For the New York-based Figure 8 Logistics crew helping restaurants spin up profitable delivery, carryout and native delivery operations, the COVID-19 crisis has been a sea change. Rather than focusing on executing soft- and hard-launches on previously planned schedules, the delivery-focused consultancy is helping restaurant concepts turn on a dime to provide customers what they really need to survive isolation—be it fresh produce or make-at-home cocktails.
While Figure 8 is a new company (first profiled by FOD back in February), some of its initial clients are early-stage restaurants, some of which had to drastically change their business models as the pandemic took hold—and became a historic crisis in the country’s largest city.
Co-founder Scott Landers said pivoting to new business models isn’t easy, but it’s a requirement for brands determined to stay open to make money in this vastly reshaped restaurant landscape. While he acknowledges that no tactics apply to every restaurant, the concept of moving quickly and being open to radical ideas is essential for survival.
“The reality has set in and people realize this is bad and it’s going to get worse, but the way we turn that corner faster is by talking about solutions and not waiting for those solutions to come to us from a government bailout or consumers going back to work,” Landers said. “These are the times, this is the new reality, and if you’re going to stay open, here we go.”
With corporate and retail trade areas especially hard hit, with central business districts and retail rows largely closed, Figure 8 is focusing on a range of options including delivery and pickup, meal kits, beverages including cocktails, and even selling raw vegetables directly to consumers—a trend that’s being adopted by brands as large as Panera Bread.

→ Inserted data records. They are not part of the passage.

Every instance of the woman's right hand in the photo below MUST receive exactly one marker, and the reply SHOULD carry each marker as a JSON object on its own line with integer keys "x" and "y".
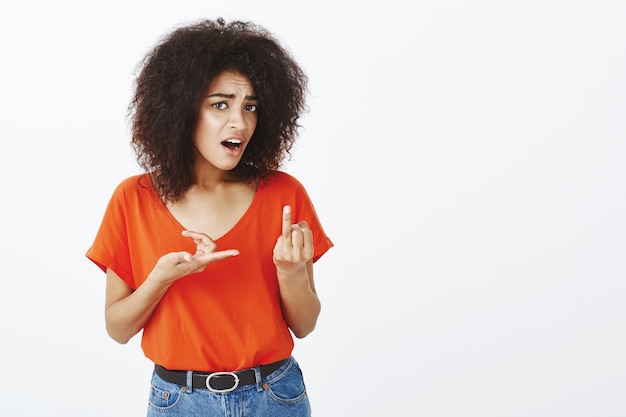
{"x": 175, "y": 265}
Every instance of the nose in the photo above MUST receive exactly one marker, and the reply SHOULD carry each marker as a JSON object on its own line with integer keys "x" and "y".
{"x": 237, "y": 119}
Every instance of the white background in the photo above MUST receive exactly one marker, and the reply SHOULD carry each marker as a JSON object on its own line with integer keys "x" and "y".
{"x": 466, "y": 158}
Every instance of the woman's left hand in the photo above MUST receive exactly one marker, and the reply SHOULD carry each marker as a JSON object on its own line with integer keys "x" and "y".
{"x": 294, "y": 247}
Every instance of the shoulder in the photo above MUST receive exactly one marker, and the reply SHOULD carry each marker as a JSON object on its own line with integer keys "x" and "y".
{"x": 134, "y": 184}
{"x": 282, "y": 180}
{"x": 134, "y": 188}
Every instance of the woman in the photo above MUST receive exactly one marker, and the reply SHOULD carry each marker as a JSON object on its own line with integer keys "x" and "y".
{"x": 210, "y": 252}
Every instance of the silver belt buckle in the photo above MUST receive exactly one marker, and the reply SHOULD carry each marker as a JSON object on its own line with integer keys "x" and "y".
{"x": 232, "y": 374}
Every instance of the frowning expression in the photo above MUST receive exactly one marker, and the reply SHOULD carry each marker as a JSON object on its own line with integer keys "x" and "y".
{"x": 226, "y": 121}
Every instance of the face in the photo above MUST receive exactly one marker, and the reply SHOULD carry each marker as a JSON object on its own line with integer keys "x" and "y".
{"x": 226, "y": 121}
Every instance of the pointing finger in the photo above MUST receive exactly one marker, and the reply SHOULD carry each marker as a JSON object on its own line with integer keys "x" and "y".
{"x": 287, "y": 223}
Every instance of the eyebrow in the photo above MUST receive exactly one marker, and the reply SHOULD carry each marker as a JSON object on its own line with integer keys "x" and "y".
{"x": 231, "y": 96}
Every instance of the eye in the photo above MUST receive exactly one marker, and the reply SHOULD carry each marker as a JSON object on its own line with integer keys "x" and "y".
{"x": 220, "y": 105}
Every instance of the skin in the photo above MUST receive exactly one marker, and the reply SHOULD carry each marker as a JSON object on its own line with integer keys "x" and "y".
{"x": 227, "y": 113}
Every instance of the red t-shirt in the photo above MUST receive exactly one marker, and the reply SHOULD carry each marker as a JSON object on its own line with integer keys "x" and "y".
{"x": 227, "y": 317}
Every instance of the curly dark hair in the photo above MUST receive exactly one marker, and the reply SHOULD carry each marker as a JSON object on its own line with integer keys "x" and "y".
{"x": 172, "y": 82}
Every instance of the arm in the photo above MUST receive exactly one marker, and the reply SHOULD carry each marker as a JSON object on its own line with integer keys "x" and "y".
{"x": 128, "y": 311}
{"x": 293, "y": 255}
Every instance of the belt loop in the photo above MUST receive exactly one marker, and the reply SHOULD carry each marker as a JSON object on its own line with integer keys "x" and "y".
{"x": 259, "y": 378}
{"x": 189, "y": 382}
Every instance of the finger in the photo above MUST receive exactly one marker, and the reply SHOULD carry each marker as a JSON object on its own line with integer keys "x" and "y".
{"x": 297, "y": 238}
{"x": 287, "y": 224}
{"x": 218, "y": 256}
{"x": 199, "y": 238}
{"x": 308, "y": 247}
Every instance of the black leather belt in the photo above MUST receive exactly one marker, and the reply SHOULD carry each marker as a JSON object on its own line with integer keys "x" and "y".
{"x": 217, "y": 381}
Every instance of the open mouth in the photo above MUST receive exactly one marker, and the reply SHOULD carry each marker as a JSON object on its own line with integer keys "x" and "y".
{"x": 233, "y": 144}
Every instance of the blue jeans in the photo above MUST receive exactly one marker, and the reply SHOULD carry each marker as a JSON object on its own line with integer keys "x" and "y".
{"x": 280, "y": 394}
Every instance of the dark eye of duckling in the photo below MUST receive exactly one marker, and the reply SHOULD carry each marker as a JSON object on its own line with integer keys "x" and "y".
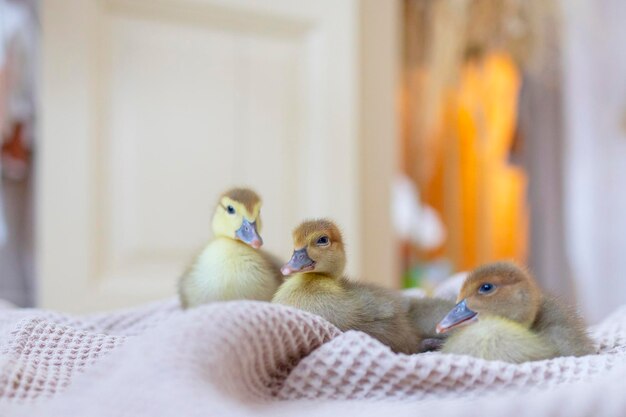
{"x": 322, "y": 241}
{"x": 486, "y": 288}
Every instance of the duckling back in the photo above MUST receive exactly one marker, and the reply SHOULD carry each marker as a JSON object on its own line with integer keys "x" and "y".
{"x": 496, "y": 338}
{"x": 353, "y": 306}
{"x": 228, "y": 270}
{"x": 563, "y": 327}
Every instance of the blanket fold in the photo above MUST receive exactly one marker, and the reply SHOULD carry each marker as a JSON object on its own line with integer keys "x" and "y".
{"x": 237, "y": 358}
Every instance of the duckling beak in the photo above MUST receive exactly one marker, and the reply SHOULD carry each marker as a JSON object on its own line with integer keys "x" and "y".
{"x": 299, "y": 262}
{"x": 247, "y": 233}
{"x": 460, "y": 314}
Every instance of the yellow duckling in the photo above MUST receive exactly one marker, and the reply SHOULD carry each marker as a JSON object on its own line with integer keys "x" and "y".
{"x": 507, "y": 318}
{"x": 317, "y": 285}
{"x": 232, "y": 266}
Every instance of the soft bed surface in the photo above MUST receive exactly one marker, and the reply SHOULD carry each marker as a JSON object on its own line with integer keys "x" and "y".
{"x": 242, "y": 358}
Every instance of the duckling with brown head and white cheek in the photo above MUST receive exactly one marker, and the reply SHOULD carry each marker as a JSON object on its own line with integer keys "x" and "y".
{"x": 232, "y": 266}
{"x": 317, "y": 285}
{"x": 506, "y": 317}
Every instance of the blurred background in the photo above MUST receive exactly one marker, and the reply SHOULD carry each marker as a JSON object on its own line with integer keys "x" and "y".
{"x": 441, "y": 134}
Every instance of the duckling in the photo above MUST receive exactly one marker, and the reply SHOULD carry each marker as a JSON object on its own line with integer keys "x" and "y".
{"x": 318, "y": 285}
{"x": 232, "y": 266}
{"x": 424, "y": 314}
{"x": 510, "y": 319}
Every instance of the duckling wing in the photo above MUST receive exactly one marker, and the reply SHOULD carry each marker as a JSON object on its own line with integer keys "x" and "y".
{"x": 563, "y": 327}
{"x": 383, "y": 314}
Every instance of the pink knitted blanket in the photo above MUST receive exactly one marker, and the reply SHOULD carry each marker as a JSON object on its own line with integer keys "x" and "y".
{"x": 243, "y": 358}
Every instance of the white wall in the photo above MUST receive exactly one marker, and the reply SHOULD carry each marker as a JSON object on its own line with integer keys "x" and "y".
{"x": 595, "y": 152}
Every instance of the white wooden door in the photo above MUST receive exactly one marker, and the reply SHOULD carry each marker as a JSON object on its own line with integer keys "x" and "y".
{"x": 151, "y": 108}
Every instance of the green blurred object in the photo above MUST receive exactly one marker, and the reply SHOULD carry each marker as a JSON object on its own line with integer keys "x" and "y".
{"x": 427, "y": 275}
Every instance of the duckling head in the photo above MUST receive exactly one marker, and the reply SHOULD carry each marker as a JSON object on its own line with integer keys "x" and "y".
{"x": 237, "y": 216}
{"x": 500, "y": 289}
{"x": 318, "y": 248}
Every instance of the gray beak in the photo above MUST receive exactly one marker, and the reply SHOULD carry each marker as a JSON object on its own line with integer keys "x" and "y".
{"x": 247, "y": 233}
{"x": 458, "y": 315}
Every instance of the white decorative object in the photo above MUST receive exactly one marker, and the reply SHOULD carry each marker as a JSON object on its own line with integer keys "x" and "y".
{"x": 413, "y": 220}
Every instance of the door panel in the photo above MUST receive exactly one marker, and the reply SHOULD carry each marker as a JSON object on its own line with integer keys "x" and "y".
{"x": 151, "y": 109}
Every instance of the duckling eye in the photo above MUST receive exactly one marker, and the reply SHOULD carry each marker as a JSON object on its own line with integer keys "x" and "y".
{"x": 322, "y": 241}
{"x": 486, "y": 288}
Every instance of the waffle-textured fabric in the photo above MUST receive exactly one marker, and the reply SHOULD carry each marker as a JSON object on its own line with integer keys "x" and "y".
{"x": 254, "y": 358}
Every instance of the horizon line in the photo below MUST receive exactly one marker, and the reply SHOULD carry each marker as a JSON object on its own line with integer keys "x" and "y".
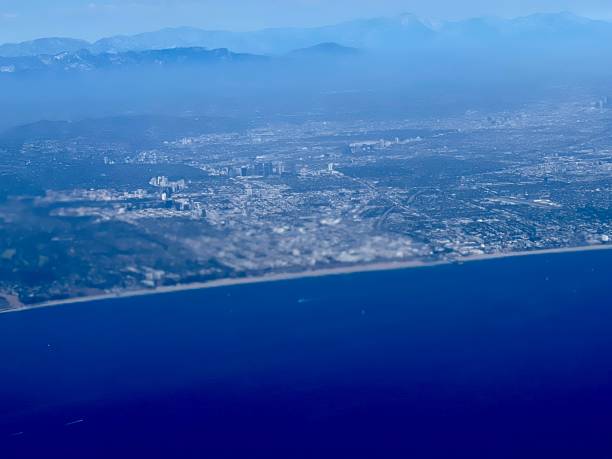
{"x": 426, "y": 21}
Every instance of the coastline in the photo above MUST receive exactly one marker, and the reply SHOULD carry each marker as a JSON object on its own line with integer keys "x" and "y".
{"x": 270, "y": 278}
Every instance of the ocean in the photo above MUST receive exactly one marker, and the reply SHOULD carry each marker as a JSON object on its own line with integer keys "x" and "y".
{"x": 506, "y": 358}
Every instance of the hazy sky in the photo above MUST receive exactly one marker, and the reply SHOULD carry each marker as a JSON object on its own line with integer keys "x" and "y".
{"x": 91, "y": 19}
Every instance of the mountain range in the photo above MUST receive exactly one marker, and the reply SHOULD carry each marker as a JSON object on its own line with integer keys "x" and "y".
{"x": 401, "y": 32}
{"x": 85, "y": 60}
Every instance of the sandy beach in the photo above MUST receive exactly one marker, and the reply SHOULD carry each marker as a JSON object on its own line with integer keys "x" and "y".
{"x": 373, "y": 267}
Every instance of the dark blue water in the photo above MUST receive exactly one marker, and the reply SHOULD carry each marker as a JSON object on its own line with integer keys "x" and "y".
{"x": 501, "y": 359}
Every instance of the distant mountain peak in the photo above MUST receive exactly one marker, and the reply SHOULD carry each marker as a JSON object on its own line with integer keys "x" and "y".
{"x": 326, "y": 49}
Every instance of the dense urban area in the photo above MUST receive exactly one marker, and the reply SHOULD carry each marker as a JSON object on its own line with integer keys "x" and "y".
{"x": 110, "y": 205}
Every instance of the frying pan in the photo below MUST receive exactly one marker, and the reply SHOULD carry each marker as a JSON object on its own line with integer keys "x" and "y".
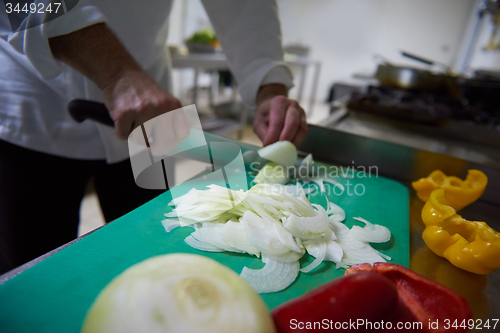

In an effort to assist the industry beyond Figure 8’s client base, the company started a newsletter highlighting best practices and case studies, including the release of an open-source economics calculator that calculates profit margins on menu items and delivery orders. Margins are calculated by plugging in food and paper costs, then pairing the items with the required packaging, and then operators can create mock orders that rope in commission, delivery fees and delivery-specific packaging to determine profitability.
One of the brand’s clients is Mexicue, a New-York based restaurant that started as a food truck, and now has five locations in New York, Connecticut and Washington, D.C. With a menu that’s Mexican street food with a hint of the American South, the restaurant started a white-label delivery experience called MexiCrew, focused on group dining.
Its stripped-down menu includes taco-based family meals and happy-hour offerings with tortilla chips, three dips, a handful of tacos and margarita kits where customers just add the mezcal.
So far, Mexicue’s new plan is working, with average check sizes closer to $60 than the $30/order that was originally forecasted in its business plan.
“Some are skewing more grocery, others are skewing to just bigger portion sizes,” Landers said. “Average check sizes in the $60 to $80 range is probably the new normal for anybody that’s still in business.”
Another client, Naked Farmer, also had to change its business model right before a planned launch in St. Petersburg, Florida. Rather than offering the original menu of vegetable-based meals, Naked Farmer decided to sell fresh produce to take advantage of the connections it had forged with area farmers.
While nothing is a silver bullet that works for every restaurant, Landers said all restaurants can learn from success others are finding.
“Anybody that has a restaurant right now that is looking at empty tables that has a supply chain they’ve invested in can immediately start supporting their local farmers, selling more affordable products [and] getting people healthy local foods and staying in business,” he added. “You’re going to have to scale down your staff and get really focused on this, but it can be done.”
For any restaurant looking to reopen or make a change, he advises thinking about primary factors: knowing your consumer and looking at the foundations of your business to rethink what you can offer to customers in your home turf.
“If you’re going to stay open and you’re going to go for it, those are the two things to look for,” Landers added. “It’s a fast-moving market, and it really is like fight or flight, so if you’re going to fight, you gotta fight.”